Le lendemain, ma mère se sentait mieux; mais elle avait une grande lassitude; et, par instants, elle poussait de gros soupirs, comme un enfant qui a longuement pleuré.

Mon père m’annonça qu’il allait nous conduire au Crotoy pour quelques semaines.

Sur un geste de déception qui m’échappa à cette nouvelle, il ajouta:

«Surtout ne parle pas d’engagement; il faut d’abord que ta mère se remette. La guerre ne fait que commencer; à votre retour il sera temps encore de te produire; à ce moment-là tu agiras si tu veux. Je trouverai moyen, sans que ta mère en souffre trop, de donner satisfaction à tes sentiments patriotiques, qui t’honorent et que je respecte. Et tu feras ton devoir, comme les autres.

— Vous me le promettez? interrompis-je.

— Je te le promets, mais à une condition.

— Dites, mon père!

— Tu vas être seul avec ta mère là-bas; je te la confie. Tu vois combien elle est nerveuse; le médecin m’a averti que présentement un coup de tête de toi peut la rendre très malade, lui être fatal, même. Tu tiens en quelque sorte sa santé entre tes mains, je dirais presque sa vie.
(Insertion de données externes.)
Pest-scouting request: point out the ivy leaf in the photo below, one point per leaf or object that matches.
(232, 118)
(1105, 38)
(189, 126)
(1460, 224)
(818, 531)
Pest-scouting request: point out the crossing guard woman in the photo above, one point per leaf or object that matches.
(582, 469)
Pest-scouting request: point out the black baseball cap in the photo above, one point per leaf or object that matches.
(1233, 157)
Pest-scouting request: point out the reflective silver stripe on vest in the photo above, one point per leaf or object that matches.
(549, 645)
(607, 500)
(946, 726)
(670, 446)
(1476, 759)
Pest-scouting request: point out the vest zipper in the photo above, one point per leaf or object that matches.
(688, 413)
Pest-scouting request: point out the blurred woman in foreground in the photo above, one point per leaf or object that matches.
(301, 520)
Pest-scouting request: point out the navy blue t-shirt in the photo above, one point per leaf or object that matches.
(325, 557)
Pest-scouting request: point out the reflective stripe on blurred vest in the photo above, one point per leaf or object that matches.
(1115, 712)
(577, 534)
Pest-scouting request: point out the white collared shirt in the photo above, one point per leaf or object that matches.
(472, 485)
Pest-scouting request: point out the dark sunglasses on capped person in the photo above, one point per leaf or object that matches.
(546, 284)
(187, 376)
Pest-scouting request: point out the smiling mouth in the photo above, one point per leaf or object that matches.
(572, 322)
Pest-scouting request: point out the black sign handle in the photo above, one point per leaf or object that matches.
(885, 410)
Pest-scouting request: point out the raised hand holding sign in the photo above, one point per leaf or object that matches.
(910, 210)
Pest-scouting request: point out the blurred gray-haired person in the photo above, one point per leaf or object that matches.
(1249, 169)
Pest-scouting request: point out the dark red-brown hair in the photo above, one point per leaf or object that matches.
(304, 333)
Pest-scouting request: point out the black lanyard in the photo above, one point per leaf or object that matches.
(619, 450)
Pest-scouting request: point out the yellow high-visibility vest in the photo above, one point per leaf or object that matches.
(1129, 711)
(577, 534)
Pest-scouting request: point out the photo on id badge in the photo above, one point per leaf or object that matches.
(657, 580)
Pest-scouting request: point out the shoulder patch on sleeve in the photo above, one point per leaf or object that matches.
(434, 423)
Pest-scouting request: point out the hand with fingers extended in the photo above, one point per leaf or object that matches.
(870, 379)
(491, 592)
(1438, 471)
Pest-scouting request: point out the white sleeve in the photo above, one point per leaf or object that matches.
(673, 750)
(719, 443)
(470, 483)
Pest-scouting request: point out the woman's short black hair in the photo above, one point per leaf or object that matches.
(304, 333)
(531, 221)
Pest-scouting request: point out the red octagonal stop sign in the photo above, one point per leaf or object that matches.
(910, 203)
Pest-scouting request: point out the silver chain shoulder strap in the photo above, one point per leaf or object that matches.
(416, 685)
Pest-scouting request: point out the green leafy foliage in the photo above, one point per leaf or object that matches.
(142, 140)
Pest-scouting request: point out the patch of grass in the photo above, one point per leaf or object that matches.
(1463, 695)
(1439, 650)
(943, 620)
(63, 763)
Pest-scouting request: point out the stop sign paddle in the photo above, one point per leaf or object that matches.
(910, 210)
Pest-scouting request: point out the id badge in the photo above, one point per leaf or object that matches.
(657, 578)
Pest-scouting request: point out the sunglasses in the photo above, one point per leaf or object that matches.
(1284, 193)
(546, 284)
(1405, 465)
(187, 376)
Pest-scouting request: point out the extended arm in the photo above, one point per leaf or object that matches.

Évite donc tout ce qui lui causerait de la peine ou de la contrariété. Par conséquent, aucune allusion à ton désir de t’engager; aie l’air d’avoir renoncé à ce projet, pour qu’elle soit tranquille. Quand tu reviendras, elle sera plus forte; nous recauserons de cela; et, je te le répète, je m’arrangerai pour que tes intentions se réalisent et que, si jamais tu rencontres tes camarades, tu n’aies pas à rougir devant eux.

J’aimais trop ma mère pour ne pas consentir à ce délai, puisqu’il y allait de son existence.

Je sautai au cou de mon père pour le remercier et je lui dis:

«C’est entendu, comptez sur moi....»

Quarante-huit heures plus tard, nous étions au Crotoy.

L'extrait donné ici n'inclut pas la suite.